Block, who turns 76 in a few weeks, lives on the 12th floor of a building on West 12th Street in Manhattan, and this summer of 2014 he is seventh heaven. Why? Well, among other things, A Walk Among the Tombstones, the tenth book in his Matthew Scudder detective series, is soon to have its Hollywood premiere as a movie starring Liam Neeson. The premiere is set for September 19.
A Walk Among the Tombstones first appeared in print in 1992, and it’s been a long 22-year wait for a film version. Block couldn’t be happier he told me in a recent email.
Universal, the studio that made the film, has recently released a trailer and Block told me three things: “It’s a great trailer, Liam Neeson’s a great Scudder, and it’s gonna be a great movie.”
There are 18 novels in the Scudder series, and A Walk Among the Tombstones was the 10th book.
I asked Larry, who calls me his “landsman,” if it was important to have read all 18 books to understand the movie and the Scudder character, and he said: “Well, I wrote them in order, but what choice did I have? Scudder is a character who ages in real time, and the events in one book have an influence on succeeding storylines. Even so, many readers report that the books work well in or out of sequence.”
Larry’s favorite book review of the book that is the basis for the movie?
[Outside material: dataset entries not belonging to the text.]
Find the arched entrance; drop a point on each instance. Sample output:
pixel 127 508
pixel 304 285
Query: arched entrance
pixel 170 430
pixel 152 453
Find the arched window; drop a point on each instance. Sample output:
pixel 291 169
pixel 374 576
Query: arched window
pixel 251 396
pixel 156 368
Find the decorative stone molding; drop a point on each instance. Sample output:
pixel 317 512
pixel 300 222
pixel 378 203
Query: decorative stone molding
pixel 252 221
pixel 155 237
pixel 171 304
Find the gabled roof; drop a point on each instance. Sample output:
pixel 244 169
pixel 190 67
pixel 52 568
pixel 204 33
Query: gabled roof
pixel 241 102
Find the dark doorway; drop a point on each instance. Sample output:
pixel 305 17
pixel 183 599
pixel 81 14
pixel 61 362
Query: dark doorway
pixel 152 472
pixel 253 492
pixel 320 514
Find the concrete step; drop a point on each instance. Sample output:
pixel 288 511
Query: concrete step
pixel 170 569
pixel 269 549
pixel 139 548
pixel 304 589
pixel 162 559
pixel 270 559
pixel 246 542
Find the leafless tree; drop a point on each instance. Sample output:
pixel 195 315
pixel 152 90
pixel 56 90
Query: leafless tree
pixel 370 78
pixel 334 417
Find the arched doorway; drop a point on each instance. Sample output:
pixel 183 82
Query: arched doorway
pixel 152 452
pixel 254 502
A reviewer in the New York Times Book Review, he recalls, wrote: “The next time that friends come to town expecting a personal tour of the real New York City, here’s what to hand them: a subway map, a fistful of tokens, and Lawrence Block’s big bruiser of a crime novel, ‘A Walk Among the Tombstones’.
Larry added: “Nowadays, of course, you’d give out of town visitors a Metrocard, but the subways still ran on tokens when the book came out.”
I asked Larry, who often appears on TV talk shows and will certainly be doing some publicity for the movie when it opens in September, what’s next in his busy life, and he replied, without missing a beat:
“Well, I’ll turn 76 in a few weeks, and there’s more work to be done!”